Obviously, it's not easy for a band like CELTIC FROST to release a new album after all these years. With so many jaded metal fans expecting a shallow cash-in or another 'Cold Lake' and so many die-hards simply wanting 'Morbid Tales part II' it must have been difficult for Tom G. & co to go ahead and make the music that THEY wanted to make. As it happens, they have managed and 'MONOTHEIST' is all the better for it.
The album opens with howling feedback signalling a return to a much harder brand of metal and the beginning of 'Progeny'. While immediately satisfying, the track seems to drag a bit and, while very heavy, is a tad directionless. All is forgiven when 'Ground' kicks in. Many fans will have heard the demo and rehearsal versions of this track on the band's website. The finished version is the best yet; a vitriolic expression of existential angst with the most brutal blood-'n'-guts guitar tone ever heard on record.
'A Dying God Coming Into Human Flesh' has a much slower pace to it and is somewhat reminiscent of early MY DYING BRIDE but with a distinct twist. 'Drown In Ashes' is an altogether more atmospheric track with haunting female vocals, subtle, yet powerful electronic musical textures and Tom sounding akin to Andrew Eldritch.
'Os Abysmi Vel Daath' is another crushing doomy number enhanced by the addition of a french horn and the occasional death grunt (Uhhh!) in a manner which reminds us where they came from without the band sounding like a parody of themselves. The doomy, gothic number 'Obscured' has an altogether unique feel to it and really grows on you with each listen.
'Domain Of Decay' will be familiar to anyone who has heard the band's 'The Nemesis Of Power' demo. Tom has taken the riff from 'Pearl Of Love' (arguably, the best thing about 'The Nemesis Of Power') and used it seamlessly in this old-school crypt-kicker. It serves as a bridge, almost, between the band's past and present. 'Ain Elohim' is another 'speed song' in the same vein as 'Progeny'. While not remarkable, is definitely listenable.

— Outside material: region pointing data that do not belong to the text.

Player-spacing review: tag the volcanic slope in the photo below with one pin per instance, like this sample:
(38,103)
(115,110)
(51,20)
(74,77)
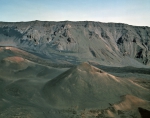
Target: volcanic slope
(86,86)
(113,44)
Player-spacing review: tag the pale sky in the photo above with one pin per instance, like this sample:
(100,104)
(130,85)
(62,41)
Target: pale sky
(133,12)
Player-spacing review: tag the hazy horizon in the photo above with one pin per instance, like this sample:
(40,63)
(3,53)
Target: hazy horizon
(135,12)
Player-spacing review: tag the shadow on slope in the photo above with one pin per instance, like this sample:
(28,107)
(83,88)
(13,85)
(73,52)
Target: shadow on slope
(85,86)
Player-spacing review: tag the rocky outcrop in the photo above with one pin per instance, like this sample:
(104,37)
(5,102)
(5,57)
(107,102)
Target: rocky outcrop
(109,43)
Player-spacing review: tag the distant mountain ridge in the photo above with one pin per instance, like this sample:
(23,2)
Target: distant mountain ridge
(113,44)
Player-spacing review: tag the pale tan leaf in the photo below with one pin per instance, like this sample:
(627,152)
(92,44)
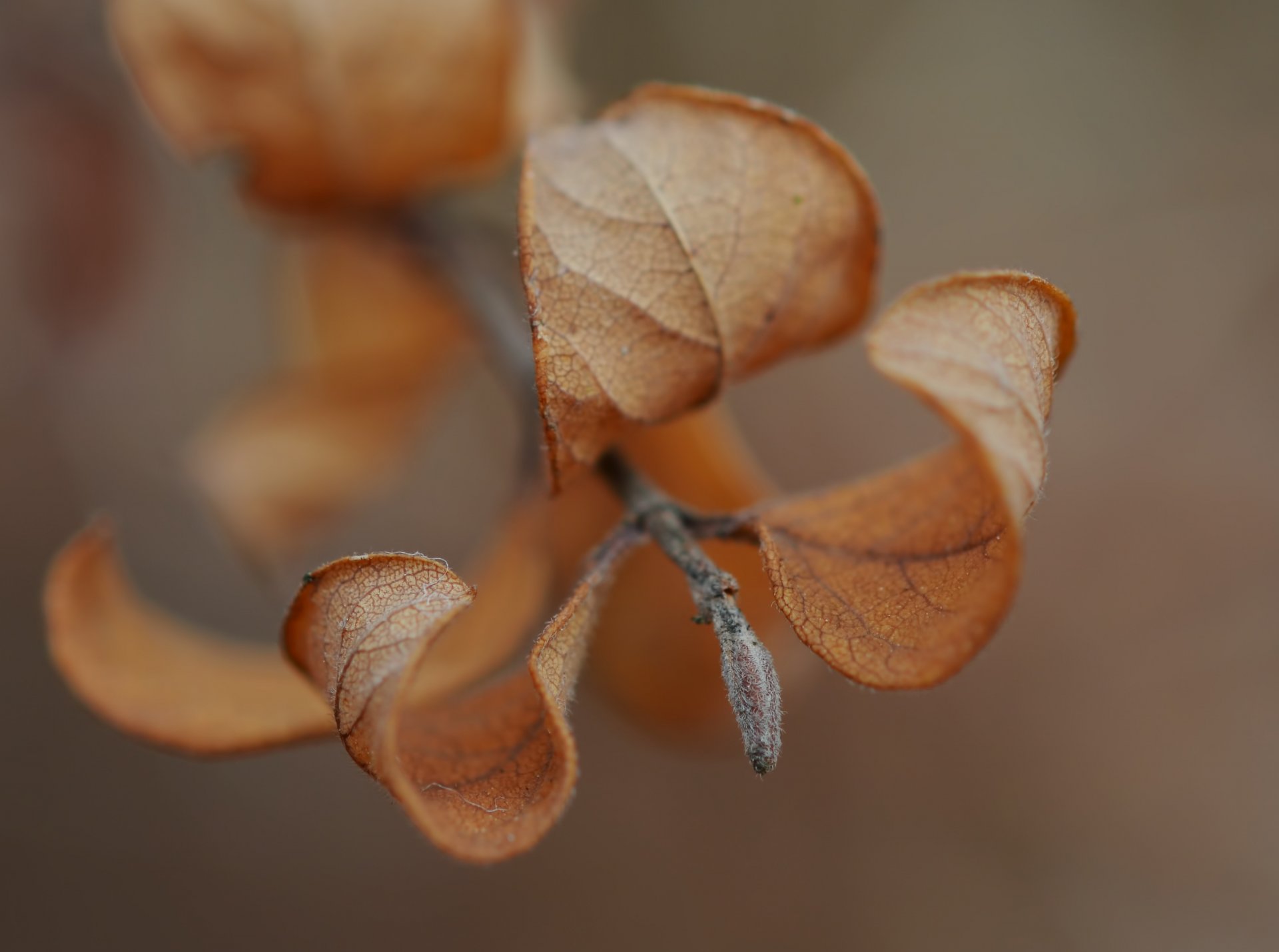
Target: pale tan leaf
(378,339)
(899,580)
(159,678)
(682,241)
(329,103)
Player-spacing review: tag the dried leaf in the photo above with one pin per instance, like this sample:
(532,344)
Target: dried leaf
(685,240)
(159,678)
(380,338)
(328,103)
(898,581)
(484,774)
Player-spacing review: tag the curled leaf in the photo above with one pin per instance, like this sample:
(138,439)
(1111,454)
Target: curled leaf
(482,773)
(376,338)
(899,580)
(682,241)
(159,678)
(351,103)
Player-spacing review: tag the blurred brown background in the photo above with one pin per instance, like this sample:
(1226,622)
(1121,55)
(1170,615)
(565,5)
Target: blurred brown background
(1105,775)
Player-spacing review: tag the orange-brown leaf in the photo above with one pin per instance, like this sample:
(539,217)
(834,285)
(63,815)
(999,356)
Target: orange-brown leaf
(898,581)
(682,241)
(376,338)
(328,104)
(163,680)
(484,773)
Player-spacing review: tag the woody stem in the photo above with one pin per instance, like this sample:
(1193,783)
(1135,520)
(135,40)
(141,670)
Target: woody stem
(753,690)
(466,254)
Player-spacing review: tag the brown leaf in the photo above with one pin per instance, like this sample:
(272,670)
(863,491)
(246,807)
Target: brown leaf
(159,678)
(484,774)
(329,104)
(899,580)
(378,339)
(685,240)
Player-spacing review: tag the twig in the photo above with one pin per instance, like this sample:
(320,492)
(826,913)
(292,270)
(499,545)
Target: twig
(466,256)
(753,690)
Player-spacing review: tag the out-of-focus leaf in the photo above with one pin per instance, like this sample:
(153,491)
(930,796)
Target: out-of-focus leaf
(378,339)
(685,240)
(899,580)
(80,189)
(329,103)
(159,678)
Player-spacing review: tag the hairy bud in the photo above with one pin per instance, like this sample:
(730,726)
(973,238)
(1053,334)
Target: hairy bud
(753,690)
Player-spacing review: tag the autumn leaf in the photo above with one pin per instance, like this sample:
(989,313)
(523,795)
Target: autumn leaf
(898,581)
(685,240)
(407,661)
(376,337)
(329,104)
(159,678)
(482,773)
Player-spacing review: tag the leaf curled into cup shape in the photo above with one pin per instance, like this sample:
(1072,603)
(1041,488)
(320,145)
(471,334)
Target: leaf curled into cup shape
(482,772)
(899,580)
(682,241)
(329,103)
(160,678)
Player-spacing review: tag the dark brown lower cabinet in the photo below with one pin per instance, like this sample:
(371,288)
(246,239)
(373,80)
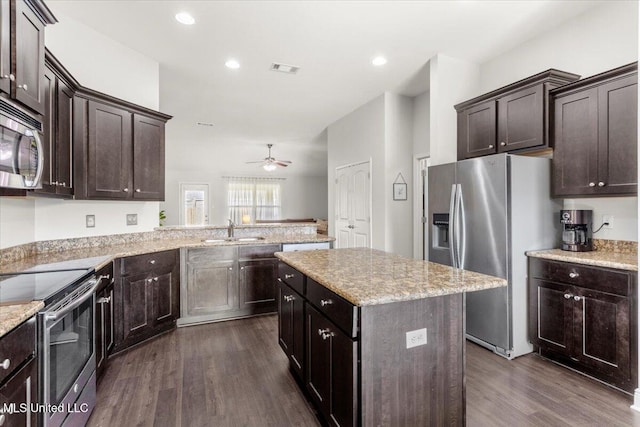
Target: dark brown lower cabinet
(331,370)
(146,297)
(291,327)
(104,339)
(585,318)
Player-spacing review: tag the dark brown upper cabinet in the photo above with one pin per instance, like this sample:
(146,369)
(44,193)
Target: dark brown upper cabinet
(59,88)
(513,118)
(595,135)
(118,149)
(22,51)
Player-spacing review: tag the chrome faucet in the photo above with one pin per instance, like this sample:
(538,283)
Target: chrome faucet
(230,228)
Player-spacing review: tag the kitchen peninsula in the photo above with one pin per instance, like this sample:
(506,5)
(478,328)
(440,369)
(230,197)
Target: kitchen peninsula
(375,338)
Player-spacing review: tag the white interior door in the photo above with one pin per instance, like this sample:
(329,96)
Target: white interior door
(353,206)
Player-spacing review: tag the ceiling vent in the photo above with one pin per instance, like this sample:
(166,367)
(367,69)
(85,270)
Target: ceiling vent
(284,68)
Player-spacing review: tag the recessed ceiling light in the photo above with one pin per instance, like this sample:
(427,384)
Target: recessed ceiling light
(233,64)
(185,18)
(379,61)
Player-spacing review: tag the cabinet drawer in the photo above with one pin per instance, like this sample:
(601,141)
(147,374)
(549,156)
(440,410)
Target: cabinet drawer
(146,262)
(254,252)
(600,279)
(291,277)
(222,253)
(341,312)
(17,346)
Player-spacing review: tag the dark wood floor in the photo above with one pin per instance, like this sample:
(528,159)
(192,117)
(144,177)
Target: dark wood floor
(234,374)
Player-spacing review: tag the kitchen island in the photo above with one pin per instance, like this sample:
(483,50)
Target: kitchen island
(375,338)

Where 'MONOTHEIST' really shines is how the tracks seem to lead perfectly into one another and nowhere is this better illustrated by the magnificent 'triptych' of 'Totengott', 'Synagoga Satanae' and 'Winter'. 'Totengott' is a magnificently atmospheric and uncompromisingly grim soundscape with Martin Ain providing vocals that sound like an angry dalek in the depths of the abyss. 'Synagoga Satanae' is an epic number and the highlight of the album. A brooding masterpiece which flows and metamorphosises as you listen to it. 'Winter' caps off the album giving you a chance to collect your thoughts as well as being a wonderfully minimalist yet moving piece in it's own right.
I couldn't help but smile after the album was over; I found it very cathartic but most of all, I was glad that CELTIC FROST had delivered everything they'd promised and more. You may well have to listen to 'MONOTHEIST' more than once to get it's full effect; it's definitely an album that grows on you. Even if you didn't like it the first time, give it a chance.
Rather than just caving-in to 'fan' pressure and making another 'To Mega Therion', CELTIC FROST have, once again, shown themselves to be innovators and a band who, love 'em or hate 'em, you simply can't ignore. I'm proud to call myself a fan.